W19-W20 Concepts Reference

Team Learning Activity - Jigsaw Format

← Back to Hub

📚 Jigsaw Learning Activity

Each team will become experts in their assigned topic area, then teach the concepts to other teams. Complete the checklist and quiz to verify understanding before teaching.

📈 Team Progress

Team 1: RL Basics
0/5 items
Team 2: PPO
0/5 items
Team 3: HPO
0/5 items
Team 4: A/B Testing
0/5 items
Team 5: Workflow
0/5 items

🎯 Team 1: Reinforcement Learning Basics

Master the fundamentals of RL and the CartPole environment.

Agent

The learner/decision-maker that interacts with the environment. Takes actions based on observations.

agent.predict(observation) -> action

Environment

The world the agent interacts with. Receives actions, returns observations and rewards.

env.step(action) -> obs, reward, done, info

Observation

Information the agent receives about the current state. In CartPole: [cart_pos, cart_vel, pole_angle, pole_vel]

Action

What the agent does. In CartPole: 0 (push left) or 1 (push right). Discrete action space.

Reward

Feedback signal. CartPole gives +1 for each timestep the pole stays upright. Goal: maximize cumulative reward.

Episode

One complete interaction from start to terminal state. Ends when pole falls or max steps reached.

✅ Teach-Back Checklist

  • Explain the agent-environment loop
  • Describe CartPole's observation space
  • Explain the reward structure
  • Define what "solving" CartPole means
  • Draw the RL loop diagram

🔬 Quick Quiz

1. In CartPole, what happens when the agent takes action=1?

Push cart left
Push cart right
Do nothing

2. What reward does CartPole give per timestep?

+1 for staying upright
+10 for balancing perfectly
Varies by pole angle

🤖 Team 2: PPO Algorithm

Understand Proximal Policy Optimization and its key hyperparameters.

Policy

A function that maps observations to actions.

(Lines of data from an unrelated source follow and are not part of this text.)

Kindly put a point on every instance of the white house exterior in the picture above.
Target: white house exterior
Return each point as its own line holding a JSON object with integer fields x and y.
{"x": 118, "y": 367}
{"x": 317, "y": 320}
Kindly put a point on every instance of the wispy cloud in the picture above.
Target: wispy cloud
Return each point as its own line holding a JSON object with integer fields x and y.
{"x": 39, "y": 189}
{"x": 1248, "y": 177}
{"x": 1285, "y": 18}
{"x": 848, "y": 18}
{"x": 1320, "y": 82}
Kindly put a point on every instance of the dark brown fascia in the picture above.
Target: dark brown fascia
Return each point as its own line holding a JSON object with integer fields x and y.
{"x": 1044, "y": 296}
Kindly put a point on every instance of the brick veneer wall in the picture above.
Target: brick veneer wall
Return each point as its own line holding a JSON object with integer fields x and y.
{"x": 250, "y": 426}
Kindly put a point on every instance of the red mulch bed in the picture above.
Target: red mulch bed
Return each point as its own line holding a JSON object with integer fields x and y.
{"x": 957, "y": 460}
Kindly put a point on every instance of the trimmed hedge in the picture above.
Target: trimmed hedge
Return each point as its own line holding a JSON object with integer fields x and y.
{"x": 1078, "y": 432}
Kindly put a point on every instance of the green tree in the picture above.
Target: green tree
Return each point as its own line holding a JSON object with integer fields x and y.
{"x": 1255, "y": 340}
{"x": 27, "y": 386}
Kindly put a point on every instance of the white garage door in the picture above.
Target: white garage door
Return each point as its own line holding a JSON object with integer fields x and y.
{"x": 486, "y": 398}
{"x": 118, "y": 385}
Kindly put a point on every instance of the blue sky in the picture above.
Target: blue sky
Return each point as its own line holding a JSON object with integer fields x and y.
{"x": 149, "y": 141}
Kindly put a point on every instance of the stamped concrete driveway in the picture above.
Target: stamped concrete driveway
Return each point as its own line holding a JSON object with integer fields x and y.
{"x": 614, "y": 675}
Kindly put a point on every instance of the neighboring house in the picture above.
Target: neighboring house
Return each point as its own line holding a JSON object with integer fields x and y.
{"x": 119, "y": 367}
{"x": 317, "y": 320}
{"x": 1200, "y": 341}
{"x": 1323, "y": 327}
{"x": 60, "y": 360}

PPO learns a neural network policy that improves over time.

Learning Rate

How big the weight updates are. Too high = unstable, too low = slow learning. Typical: 1e-4 to 1e-3.

learning_rate = 3e-4

Batch Size

Number of samples used per gradient update. Larger = more stable but slower. Must be <= n_steps.

N Steps

Rollout buffer size. How many steps to collect before updating. Larger = better gradient estimates.

Gamma (Discount)

How much to value future rewards. 0.99 means future rewards are nearly as important as immediate ones.

Entropy Coefficient

Encourages exploration by adding randomness to action selection. Higher = more exploration.

✅ Teach-Back Checklist

  • Explain what a policy is
  • Describe learning rate's effect
  • Explain batch_size vs n_steps relationship
  • Define gamma's role
  • Explain entropy coefficient

🔬 Quick Quiz

1. What happens if learning rate is too high?

Training is too slow
Training becomes unstable
Memory runs out

2. What must be true about batch_size and n_steps?

batch_size <= n_steps
batch_size = n_steps exactly
batch_size > n_steps

🔬 Team 3: Optuna HPO

Master hyperparameter optimization with Optuna.

Study

An Optuna study is a complete HPO session. It contains multiple trials and tracks the best result.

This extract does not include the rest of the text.